Built one for myself with video editing in mind and wifey bought me a drone for my birthday (rifle money must be spent!) so this is the second flight with the Mavic Mini and a first use of DaVinci Resolve which looks to be an excellent free download.

Hope you enjoy it!

https://youtu.be/E7io32bGEp0

----------


## A330driver

Mate.. I have the the Mavic 2 pro... have had a huge amount of fun with this drone....have the FAA license ... ie Drone operator commercial and use on contract Work... amazing how far they have come with this stuff

.... enjoyed the video ... well done

----------


## SlimySquirrel

Wanted that exact drone but thought it best to at least try this bad boy first. Not much of an investment compared to the Mavic 2 pro.
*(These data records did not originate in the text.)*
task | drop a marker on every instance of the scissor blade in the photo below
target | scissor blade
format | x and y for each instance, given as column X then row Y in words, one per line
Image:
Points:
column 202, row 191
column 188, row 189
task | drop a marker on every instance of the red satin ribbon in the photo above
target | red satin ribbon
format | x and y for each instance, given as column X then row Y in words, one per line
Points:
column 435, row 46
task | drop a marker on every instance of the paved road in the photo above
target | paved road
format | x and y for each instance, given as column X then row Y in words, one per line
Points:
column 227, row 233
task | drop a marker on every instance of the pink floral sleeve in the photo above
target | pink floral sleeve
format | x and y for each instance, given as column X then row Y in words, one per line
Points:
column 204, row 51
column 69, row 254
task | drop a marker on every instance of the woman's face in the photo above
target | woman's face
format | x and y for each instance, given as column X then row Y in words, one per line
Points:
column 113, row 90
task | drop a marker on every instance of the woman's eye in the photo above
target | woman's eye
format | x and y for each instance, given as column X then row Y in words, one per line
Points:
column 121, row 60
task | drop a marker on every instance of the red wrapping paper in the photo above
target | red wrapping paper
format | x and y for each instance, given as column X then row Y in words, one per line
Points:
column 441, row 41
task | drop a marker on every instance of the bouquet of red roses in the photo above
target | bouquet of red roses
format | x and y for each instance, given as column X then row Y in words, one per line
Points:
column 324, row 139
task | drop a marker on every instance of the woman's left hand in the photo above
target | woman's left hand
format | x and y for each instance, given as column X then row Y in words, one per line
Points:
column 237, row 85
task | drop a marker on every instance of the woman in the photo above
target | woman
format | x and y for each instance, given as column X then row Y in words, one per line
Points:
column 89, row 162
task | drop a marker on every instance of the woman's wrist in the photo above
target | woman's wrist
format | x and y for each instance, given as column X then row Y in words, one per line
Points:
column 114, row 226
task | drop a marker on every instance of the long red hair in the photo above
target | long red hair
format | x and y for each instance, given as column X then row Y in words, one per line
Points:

That model runs using Radio transmitter? Noticed Andy difference?

----------


## A330driver

It’s uses DJI,s Ocusync Transmision tecnolgy...the range is great,they say it has a range of 7km....have not taken it that far.....the nice thing about it is it has an auto home return feature if you extend too far...it stops,hovers and immediately returns to the spot you’ve dedicated as “home’,which you set up before launching

....just make sure your home  hover altitude is above all obstacles as the return flight is as the crow Flies....highest ive taken it to is 150 metres,uncontrolled airspace ...wonderful views,and the camera on the pro is exceptional,,,,,,so many uses ,very accurate in its flight path,and so easy to use

----------